Extensive evidence points to social media having a detrimental effect on individuals' self-esteem. This impact extends beyond appearance and social status to encompass financial well-being and economic standing. A recent report by Credit Karma introduces the term "money dysmorphia" to describe the distorted perception of finances experienced by nearly one-third of Americans, often due to comparisons with others and feelings of inadequacy. This phenomenon is particularly prevalent among younger generations, with approximately 43% of Gen Z and 41% of millennials struggling with financial comparisons.

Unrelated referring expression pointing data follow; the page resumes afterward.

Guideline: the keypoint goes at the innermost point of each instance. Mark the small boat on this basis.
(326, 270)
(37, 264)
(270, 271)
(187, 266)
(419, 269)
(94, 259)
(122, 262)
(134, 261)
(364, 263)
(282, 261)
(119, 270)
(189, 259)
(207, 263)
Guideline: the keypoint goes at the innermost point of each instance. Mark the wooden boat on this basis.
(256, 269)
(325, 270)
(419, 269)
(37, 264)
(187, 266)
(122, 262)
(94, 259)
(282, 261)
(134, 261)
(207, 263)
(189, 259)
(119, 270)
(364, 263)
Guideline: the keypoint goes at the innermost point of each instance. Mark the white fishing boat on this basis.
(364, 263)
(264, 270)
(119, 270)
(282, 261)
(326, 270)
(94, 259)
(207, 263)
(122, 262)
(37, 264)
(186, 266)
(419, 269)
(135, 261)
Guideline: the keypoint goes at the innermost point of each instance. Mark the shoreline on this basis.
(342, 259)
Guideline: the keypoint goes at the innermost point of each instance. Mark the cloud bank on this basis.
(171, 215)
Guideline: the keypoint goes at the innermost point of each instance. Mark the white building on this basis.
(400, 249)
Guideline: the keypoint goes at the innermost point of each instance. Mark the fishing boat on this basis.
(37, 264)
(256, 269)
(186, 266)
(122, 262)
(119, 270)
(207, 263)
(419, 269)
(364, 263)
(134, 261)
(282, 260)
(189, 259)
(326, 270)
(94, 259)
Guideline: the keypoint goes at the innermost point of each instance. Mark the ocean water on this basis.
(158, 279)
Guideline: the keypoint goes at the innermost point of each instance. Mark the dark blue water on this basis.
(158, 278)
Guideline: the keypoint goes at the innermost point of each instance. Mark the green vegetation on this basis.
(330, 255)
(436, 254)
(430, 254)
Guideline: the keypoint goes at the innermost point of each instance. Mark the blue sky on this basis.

According to Credit Karma, individuals experiencing money dysmorphia often have above-average savings but are also fixated on the concept of wealth. This creates a significant gap between perception and reality. Additionally, a separate report by Edelman Financial Engines indicates that only 14% of Americans consider themselves wealthy, despite a substantial increase in the average household's net worth in recent years. The study also highlights the overwhelming influence of social media on individuals' financial well-being, demonstrating a strong correlation between negative money perceptions and increased time spent on social platforms.
Moreover, the pressure to compete with the "digital Joneses" on social media can lead to overspending on luxury items, vacations, or home improvements. A recommendation from experts in the field includes reducing social media usage and implementing purchasing hurdles to encourage deliberate buying decisions. The emphasis is placed on addressing the underlying financial psychology, with an emphasis on finding happiness beyond material possessions.